Index boosting

Hi All,

I am using Elastic search for indexing search data in my application. Its a .net web application a nd i use NEST API's for indexing and searching.

Currently there are around 10 million records indexed totally in around 14 indexes. During search i use multi match search and mention the field names from all the indexes in the query and i limit the search result from elastic search to 15.

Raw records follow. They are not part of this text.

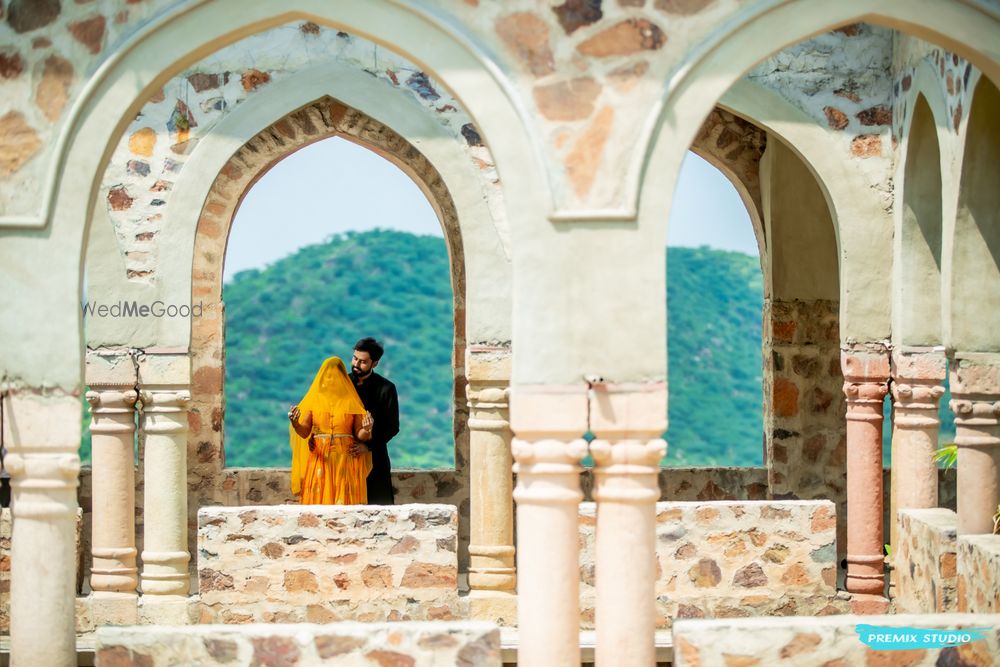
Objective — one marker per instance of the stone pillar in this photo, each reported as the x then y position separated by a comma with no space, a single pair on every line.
975,391
165,552
628,421
917,386
492,577
42,432
113,574
547,423
866,376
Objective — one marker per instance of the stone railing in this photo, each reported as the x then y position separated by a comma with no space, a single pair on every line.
924,563
828,640
318,563
734,558
344,644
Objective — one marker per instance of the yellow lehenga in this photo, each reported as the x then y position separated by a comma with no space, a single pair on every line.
329,474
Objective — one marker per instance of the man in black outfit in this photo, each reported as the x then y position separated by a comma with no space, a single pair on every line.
379,398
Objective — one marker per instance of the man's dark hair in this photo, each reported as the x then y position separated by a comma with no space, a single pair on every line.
371,346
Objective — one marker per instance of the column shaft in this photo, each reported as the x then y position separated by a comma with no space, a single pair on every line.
113,453
491,545
165,552
866,376
548,499
917,387
626,490
43,553
975,390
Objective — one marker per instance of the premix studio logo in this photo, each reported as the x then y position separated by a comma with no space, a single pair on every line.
889,638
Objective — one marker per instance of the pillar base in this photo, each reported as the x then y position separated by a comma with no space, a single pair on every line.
114,608
168,610
498,607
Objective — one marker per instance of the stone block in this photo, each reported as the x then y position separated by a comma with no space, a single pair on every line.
978,567
924,561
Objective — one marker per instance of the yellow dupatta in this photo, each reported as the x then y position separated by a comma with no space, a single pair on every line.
331,393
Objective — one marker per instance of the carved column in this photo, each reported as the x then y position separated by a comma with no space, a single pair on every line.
43,434
492,577
866,376
628,421
917,387
975,390
112,430
165,552
547,452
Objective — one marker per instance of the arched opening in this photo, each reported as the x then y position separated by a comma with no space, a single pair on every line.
919,318
320,120
334,243
714,301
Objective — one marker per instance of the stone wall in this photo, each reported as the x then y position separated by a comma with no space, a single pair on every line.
979,574
319,564
831,641
924,561
409,644
729,559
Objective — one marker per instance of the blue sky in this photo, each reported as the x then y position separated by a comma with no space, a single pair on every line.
334,186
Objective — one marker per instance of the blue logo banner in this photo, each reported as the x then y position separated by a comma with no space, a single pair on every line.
895,638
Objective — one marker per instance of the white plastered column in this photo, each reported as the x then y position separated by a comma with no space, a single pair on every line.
628,421
112,397
492,576
548,422
165,395
44,476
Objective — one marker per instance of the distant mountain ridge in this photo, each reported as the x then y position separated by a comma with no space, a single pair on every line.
283,320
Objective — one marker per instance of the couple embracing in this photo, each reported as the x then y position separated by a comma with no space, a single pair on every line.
340,430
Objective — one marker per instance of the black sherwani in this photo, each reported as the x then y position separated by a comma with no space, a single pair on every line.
379,398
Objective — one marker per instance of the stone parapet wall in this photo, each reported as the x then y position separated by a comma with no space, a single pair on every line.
924,561
412,644
979,574
730,559
832,640
320,564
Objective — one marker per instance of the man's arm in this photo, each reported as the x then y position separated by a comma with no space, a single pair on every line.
391,426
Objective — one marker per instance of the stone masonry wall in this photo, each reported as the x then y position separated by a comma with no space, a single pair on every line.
730,559
804,407
831,641
924,562
346,644
320,564
979,574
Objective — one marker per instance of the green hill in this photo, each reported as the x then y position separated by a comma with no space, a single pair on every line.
282,321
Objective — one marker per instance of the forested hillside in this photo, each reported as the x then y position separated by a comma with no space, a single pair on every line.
282,322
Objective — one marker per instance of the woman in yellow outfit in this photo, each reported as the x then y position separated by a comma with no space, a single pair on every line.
329,465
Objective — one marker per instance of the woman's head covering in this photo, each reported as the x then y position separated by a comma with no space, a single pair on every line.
332,394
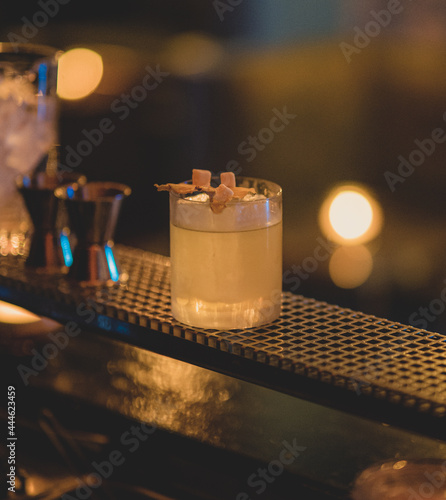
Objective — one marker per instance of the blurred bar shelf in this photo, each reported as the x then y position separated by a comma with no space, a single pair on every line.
342,359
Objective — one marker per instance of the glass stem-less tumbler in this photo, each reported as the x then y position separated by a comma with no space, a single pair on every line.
227,267
28,124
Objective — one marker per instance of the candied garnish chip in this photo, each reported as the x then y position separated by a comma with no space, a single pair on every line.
201,182
201,177
222,195
241,192
228,179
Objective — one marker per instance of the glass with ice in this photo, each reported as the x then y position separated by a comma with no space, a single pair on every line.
28,120
226,258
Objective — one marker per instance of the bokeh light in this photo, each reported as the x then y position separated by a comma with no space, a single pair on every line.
350,215
15,315
80,72
350,266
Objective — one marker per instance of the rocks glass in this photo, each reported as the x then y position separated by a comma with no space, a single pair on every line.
227,267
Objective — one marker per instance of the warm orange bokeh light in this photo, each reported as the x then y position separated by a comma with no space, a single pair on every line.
80,72
350,215
15,315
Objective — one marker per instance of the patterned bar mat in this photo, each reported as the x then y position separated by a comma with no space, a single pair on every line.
350,350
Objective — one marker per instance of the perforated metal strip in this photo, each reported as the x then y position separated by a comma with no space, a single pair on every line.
347,349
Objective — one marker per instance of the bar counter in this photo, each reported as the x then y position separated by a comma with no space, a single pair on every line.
298,407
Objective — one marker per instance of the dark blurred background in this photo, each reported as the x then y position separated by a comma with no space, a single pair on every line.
357,84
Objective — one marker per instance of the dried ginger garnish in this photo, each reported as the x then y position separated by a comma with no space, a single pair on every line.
218,197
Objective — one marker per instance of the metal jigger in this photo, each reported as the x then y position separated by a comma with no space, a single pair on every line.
49,248
93,211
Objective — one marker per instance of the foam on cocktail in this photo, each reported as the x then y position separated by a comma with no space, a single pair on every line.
26,131
239,215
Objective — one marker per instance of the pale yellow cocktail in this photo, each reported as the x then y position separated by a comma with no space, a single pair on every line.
227,267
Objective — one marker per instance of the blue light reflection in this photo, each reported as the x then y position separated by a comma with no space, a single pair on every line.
112,267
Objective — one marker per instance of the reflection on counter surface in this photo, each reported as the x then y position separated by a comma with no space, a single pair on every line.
232,415
340,102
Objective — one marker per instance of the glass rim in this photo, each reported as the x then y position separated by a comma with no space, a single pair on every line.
30,48
272,185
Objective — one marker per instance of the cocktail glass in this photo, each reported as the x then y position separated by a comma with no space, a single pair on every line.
226,268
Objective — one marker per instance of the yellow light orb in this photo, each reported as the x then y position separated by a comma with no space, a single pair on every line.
350,215
80,72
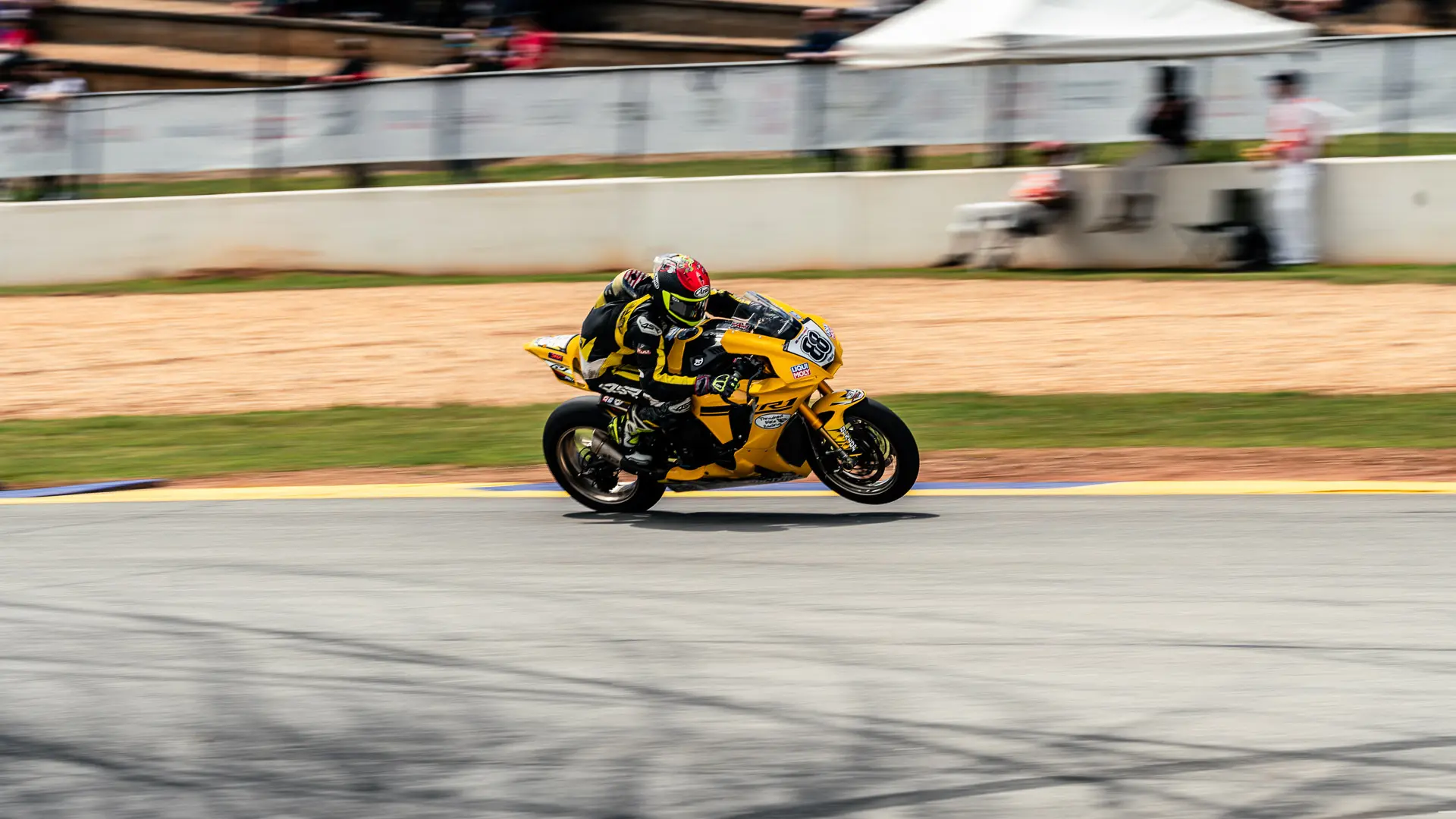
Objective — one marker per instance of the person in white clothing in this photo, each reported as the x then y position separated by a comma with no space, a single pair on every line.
1298,129
1036,205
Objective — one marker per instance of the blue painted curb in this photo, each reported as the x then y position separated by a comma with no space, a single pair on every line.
82,488
819,487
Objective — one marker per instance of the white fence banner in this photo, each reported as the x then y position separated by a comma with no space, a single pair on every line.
1383,85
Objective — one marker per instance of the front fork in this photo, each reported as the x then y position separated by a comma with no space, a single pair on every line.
827,419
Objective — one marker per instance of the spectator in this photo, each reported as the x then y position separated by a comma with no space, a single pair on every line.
1034,207
469,55
1169,121
529,46
821,34
1298,129
356,67
55,88
1307,11
357,64
15,30
460,58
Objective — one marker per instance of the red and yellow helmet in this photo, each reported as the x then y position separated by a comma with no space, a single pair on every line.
683,286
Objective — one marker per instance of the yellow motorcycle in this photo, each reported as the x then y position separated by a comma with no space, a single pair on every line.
774,428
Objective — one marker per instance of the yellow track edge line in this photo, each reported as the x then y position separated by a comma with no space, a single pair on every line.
379,491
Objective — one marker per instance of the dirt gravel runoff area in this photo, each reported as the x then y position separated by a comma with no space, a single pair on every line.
462,344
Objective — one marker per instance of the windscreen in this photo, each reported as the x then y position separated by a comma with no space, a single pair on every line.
759,315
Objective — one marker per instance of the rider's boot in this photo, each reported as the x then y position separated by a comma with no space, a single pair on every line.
635,431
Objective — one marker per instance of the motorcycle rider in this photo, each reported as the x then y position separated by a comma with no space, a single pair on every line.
628,337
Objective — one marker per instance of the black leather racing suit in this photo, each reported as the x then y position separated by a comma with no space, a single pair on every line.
626,352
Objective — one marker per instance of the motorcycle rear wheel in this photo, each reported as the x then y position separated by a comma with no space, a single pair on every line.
566,444
889,460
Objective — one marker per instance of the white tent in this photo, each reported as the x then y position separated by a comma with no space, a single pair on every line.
941,33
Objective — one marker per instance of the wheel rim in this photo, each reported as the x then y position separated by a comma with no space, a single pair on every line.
874,469
585,471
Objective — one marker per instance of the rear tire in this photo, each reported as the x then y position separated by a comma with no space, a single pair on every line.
890,460
566,441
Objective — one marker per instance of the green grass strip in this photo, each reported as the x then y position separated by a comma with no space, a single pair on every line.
181,447
262,281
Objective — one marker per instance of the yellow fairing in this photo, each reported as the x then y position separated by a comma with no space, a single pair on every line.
830,411
563,354
780,395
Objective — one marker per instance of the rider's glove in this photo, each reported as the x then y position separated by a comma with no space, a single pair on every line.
723,387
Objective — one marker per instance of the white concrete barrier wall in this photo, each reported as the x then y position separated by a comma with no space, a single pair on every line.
1372,212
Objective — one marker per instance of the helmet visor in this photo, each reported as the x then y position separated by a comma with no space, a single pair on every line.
686,311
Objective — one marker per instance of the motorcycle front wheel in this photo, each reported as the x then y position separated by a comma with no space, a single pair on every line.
571,444
886,464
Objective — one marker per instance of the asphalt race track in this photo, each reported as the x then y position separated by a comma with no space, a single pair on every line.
1027,657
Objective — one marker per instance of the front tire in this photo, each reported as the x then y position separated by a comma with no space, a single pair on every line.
587,477
887,463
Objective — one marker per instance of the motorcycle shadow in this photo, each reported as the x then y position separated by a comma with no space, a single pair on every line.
750,522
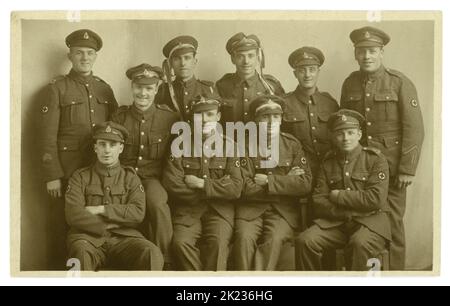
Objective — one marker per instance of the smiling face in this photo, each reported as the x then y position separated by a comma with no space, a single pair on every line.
246,62
82,59
307,76
369,58
144,95
108,151
346,140
184,65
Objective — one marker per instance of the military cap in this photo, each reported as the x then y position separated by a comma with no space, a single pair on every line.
306,56
145,74
110,130
202,103
369,37
345,119
267,104
84,38
180,45
242,42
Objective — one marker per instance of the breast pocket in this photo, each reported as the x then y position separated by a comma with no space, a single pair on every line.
118,195
73,110
94,195
297,124
191,166
217,166
158,145
386,106
360,179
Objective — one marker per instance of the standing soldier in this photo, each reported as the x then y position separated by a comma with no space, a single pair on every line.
269,210
180,63
105,203
307,110
388,100
147,147
73,105
203,190
350,200
240,88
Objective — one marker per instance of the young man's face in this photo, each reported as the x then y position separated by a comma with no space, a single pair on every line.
184,65
307,76
273,122
108,151
210,119
144,95
369,58
346,140
246,62
82,59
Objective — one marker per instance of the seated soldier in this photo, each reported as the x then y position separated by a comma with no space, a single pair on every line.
350,200
202,190
147,148
105,203
269,210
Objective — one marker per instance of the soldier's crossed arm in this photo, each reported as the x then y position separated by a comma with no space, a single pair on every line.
374,194
293,185
412,127
76,214
173,181
228,187
132,213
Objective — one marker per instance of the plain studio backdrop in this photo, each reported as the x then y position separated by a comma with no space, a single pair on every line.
129,43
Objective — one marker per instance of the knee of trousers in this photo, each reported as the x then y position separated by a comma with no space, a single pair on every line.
308,241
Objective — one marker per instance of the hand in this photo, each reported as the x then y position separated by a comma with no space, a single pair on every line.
296,171
261,180
334,195
194,182
95,210
54,188
404,180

Now i need to prioritize the search like for index1, priority1 and index 2- priority 3 like this. Since there are lot of data present and i cannot re-index it now. What is the best way to add a boost to existing index? or we need to use query time boosting as i read in ES website. But how to achieve this .
Any help is really appreciated.

Any help please

The REST API offers the option of per-index boosting: https://www.elastic.co/guide/en/elasticsearch/reference/2.3/search-request-index-boost.html

Thanks Mark..

Do you have a sample query? I am not sure how to fire this query

GET /test,test1/_search
{
   "query": {
	  "match": {
		 "foo": "bar"
	  }
   },
   "indices_boost": {
	  "test": 1,
	  "test1": 2.5
   }
}

I expect your next question though is "how do I do that in Nest?" but I'm not familiar with that client.

Mark:
I expect your next question though is "how do I do that in Nest?" but I'm not familiar with that client.
:slight_smile: thanks a lot Mark....I actually use a raw query method in Nest, So this will do :slight_smile:

1 Like

I tried the above method, but didnt get it correctly. Actually the problem is i am searching 14 indices together. In one of them, there are millions of records and in others there are only around 10 or 100 records. So whenever i fire a search query, i get lot of matching results from the index which has millions of records. So the other results i am unable to figure out if its present in search results.

Ideally i would like to see results from the REST API as first few from index2 and then index3 and rest of the results from index3 (which has millions of records).